Wilson was in a fine mood at the start of the show, joking that “It’s the end of a tour, and I’m both puffy and sweaty.” It didn’t look it from the audience, but hey: I’m told life always feels different from a stage. What do I know?
Over the next hour and half Wilson and his band delivered a steady stream of some of Wilson’s best tunes. Playing as a threesome—unless you include the man’s hair, the role of which should not be underestimated—the band puts out a bass heavy style of folk that’s hard to precisely pin down to a single genre. This, of course, is what makes it so great: cute, neat labels are overrated anyway.
Highlights of the set included a nice rendition of Devil’s Load from the Folk Sinner album and a version of Wilson’s classic Junkhouse song Shine, introduced with a cautionary tale of the perils of sudden success.
Big Chief, written by Wilson’s song in support of the Idle no More movement for Native rights in Canada, saw the night’s most political moment. Thomson Wilson was 16 when he wrote the song and told his father “Why don’t you vote for people who have love in their hears, instead of other people’s money in their pockets.” It’s a nice sentiment as our current government suffers the slings and arrows of yet another spending scandal.

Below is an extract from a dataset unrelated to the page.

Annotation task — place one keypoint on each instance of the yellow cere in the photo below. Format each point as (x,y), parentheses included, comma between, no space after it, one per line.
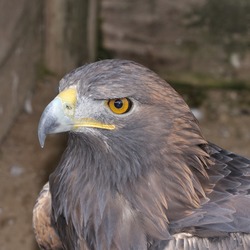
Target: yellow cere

A killer, bluesy cover of Gordon Lightfoot’s Oh, Linda! followed and did a nice job of showing Wilson’s ability to handle just about any musical style you’d like to see and saw the man buried in that prominent mane of hair while singing.
The hour and a half of tightly played did a fine job of showcasing the band’s talent: they’ve been playing together on the road, so that’s to be expected I suppose. It also did a nice of job of showing off the diversity of the LeE HARVeY OsMOND material: from full blown rocking to spare and reserved, this is a band that knows itself well and is playing fantastic music.

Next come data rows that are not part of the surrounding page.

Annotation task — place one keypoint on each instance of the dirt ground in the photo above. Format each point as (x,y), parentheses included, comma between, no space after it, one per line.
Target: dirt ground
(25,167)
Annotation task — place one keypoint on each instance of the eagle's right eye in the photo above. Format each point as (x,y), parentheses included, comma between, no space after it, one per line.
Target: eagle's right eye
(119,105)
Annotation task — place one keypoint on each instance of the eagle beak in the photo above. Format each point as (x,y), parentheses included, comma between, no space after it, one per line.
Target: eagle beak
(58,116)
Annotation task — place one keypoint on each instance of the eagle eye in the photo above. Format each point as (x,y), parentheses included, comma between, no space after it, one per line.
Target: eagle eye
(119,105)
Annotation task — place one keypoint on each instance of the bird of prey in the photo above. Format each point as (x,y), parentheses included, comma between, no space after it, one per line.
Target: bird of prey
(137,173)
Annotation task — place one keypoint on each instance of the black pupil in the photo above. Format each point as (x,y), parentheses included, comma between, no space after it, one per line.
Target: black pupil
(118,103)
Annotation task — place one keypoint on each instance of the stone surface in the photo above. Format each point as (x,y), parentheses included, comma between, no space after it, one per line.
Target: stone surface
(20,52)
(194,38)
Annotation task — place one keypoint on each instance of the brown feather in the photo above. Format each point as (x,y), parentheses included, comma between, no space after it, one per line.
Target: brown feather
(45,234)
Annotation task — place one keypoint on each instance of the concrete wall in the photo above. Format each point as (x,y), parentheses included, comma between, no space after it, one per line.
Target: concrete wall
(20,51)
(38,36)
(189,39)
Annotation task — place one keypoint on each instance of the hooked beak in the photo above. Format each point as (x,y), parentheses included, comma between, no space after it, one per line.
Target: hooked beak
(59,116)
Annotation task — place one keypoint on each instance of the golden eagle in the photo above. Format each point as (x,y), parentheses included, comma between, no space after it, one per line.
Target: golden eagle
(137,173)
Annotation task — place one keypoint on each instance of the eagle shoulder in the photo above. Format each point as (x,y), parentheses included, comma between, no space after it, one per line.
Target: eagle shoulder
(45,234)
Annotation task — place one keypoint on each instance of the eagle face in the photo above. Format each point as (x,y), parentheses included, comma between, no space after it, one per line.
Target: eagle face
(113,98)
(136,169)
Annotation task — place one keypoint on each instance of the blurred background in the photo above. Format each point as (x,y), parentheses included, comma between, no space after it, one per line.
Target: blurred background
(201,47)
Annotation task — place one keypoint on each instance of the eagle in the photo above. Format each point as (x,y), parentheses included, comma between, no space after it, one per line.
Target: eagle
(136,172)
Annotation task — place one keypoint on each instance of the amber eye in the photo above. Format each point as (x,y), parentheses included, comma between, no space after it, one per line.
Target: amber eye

One of the night’s lighter more spontaneous moments did a nice job of showing how much fun these guys were having. Referring to the light panel across the back of the stage that spelled out the band’s name, Wilson started laughing and said, “I feel like I’m on the midnight special with Wolfman Jack.” The legendary DJ’s spirit was apparent as the band quickly launched into a quick witty cover of Captain and Tennille’s Love Will Keep Us Together. This is classic Wilson: you have to know your past before you cast it aside. Oh the 70s, what a musical wasteland.
Let’s face facts: when a band is willing to cover Captain and Tennille for you, isn’t it worth heading out for a show? After all, when the others turn you off, LeE HARVeY OsMOND will still be turning you on–and it’s going to sound pretty unique.

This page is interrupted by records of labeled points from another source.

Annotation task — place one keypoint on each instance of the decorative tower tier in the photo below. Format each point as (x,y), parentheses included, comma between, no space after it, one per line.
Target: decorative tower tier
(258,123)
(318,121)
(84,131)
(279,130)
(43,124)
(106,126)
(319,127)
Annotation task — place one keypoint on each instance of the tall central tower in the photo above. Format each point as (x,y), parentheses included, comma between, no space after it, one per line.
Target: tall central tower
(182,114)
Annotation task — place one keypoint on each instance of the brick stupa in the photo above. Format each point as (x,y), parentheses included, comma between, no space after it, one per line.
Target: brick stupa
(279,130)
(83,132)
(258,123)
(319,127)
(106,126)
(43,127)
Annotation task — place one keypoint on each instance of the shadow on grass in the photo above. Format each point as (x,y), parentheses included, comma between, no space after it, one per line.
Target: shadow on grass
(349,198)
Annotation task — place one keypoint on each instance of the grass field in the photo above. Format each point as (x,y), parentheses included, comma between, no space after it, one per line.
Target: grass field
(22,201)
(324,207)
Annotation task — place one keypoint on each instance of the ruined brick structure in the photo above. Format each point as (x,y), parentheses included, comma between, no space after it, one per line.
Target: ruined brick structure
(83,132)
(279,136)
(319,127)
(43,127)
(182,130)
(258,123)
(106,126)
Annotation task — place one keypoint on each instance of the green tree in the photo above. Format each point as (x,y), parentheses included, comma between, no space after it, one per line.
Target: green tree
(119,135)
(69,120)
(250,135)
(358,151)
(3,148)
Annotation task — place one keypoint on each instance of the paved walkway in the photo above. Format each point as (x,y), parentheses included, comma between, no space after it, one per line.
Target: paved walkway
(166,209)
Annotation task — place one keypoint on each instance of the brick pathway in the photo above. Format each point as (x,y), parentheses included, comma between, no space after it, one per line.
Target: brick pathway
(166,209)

LeE HARVeY OsMOND will be playing a few dates around Ontario through November. You can get complete details on the web site here. Wilson’s other band is the Canadian country super-group Blackie and the Rodeo Kings and you can expect new materials from them in the new year. Thomson Wilson–Wilson’s son and occasional collaborator–is a member of Harlan Pepper, and that young band shows some fantastic promise. Check them out–I last caught them at the Harvest Picnic in their hometown.